My Father Sept 12 1914 to Jan 26 2006

Posted by on Feb 7, 2006 in Dad, Death and renewal | 0 comments

“Twenty six inches from elbow to elbow”, said the funeral director, and we searched with a yardstick tucked against the padded coffin walls, for one that would hold a man who was larger than life to me. I thought of all the foolish risks he had taken in his life, like dodging the railroad cops when he rode the boxcars in his teens, traveling to the 1933 Chicago World’s fair penniless, in a car with no brakes, and piloting a new $100,000 boat over the Rodchester Dam in high water. I am astounded that my father had just slipped away quietly, in his sleep.

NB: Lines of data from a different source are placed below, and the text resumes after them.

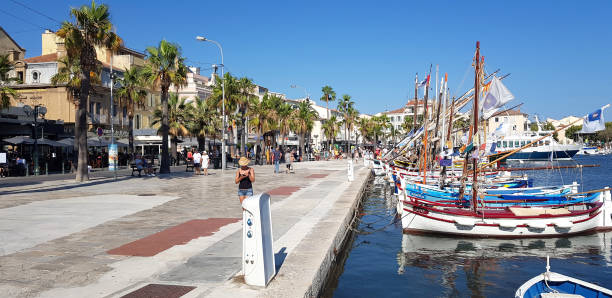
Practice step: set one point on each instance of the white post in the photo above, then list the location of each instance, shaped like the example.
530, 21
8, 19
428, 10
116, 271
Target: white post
258, 263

Before he married Mother he had been a desperado, a fatherless child during the great depression. She gave her heart to this handsome, slightly dangerous, young man in 1936, and worked her whole life to domesticate him. She was so successful we never knew his weaknesses until she died in 1994, after a romance of fifty eight years. Even considering the foibles of his youth, and his anchorless old age, I believe when he is weighed on the scales of justice, good will overbalance iniquity by an easy margin. In his eulogy, the minister he had know for 40 years, made it clear that the moral sanction for that judgment was not in mortal hands. I only know that if God loves him half as much as Mother did, he will be received with open arms.

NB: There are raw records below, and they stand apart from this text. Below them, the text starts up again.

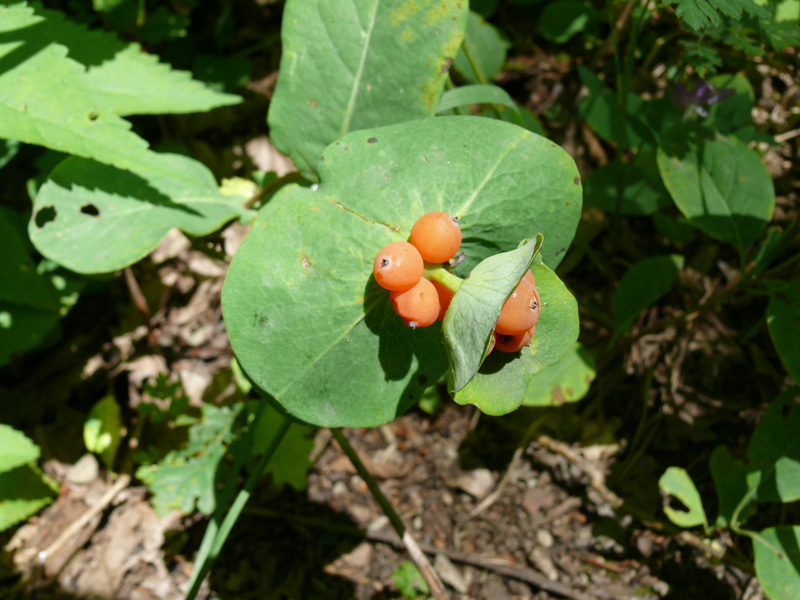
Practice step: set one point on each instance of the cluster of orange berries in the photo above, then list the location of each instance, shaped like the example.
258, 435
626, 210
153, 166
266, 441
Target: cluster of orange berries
436, 238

I will always remember him sitting quiet in the early dawn, watching the mist rise off the river. I loved to sit beside him, and in those moments, the conversation connecting us did not require words. I reach out into the silence between us now, and try to recapture the unspoken understanding we always shared, but I am here alone. I touch his manicured hands, now icy with death, and remember the many times I slipped my childish hand into his. I would marvel at the tattoo of grease, permanently ground into the life and heart lines of his palms. I am told that these are the hands that held me first, even before my mother touched me, tenderly cleaning and dressing his newborn daughter. My gender role was predetermined from that day on, yet my father could be counted on to let me do dangerous things forbidden by my mother. Because of him I stood on many a rocky precipice, gazing downward, and grew up fearless, with a love of all things wild.

I stand now in my mind on that cliff, and see him in his boat, floating into the distant mist. He has his fishing pole in hand, and is casting expertly into likely spots. I am too far away for him to hear, but even if he could, I know that noise is not the fisherman’s friend. I smile and wave, and I think I see him lift his hand to me, or maybe he is adjusting the oar. I don’t know where that stream runs, but I am content that he is at peace with where ever the river takes him.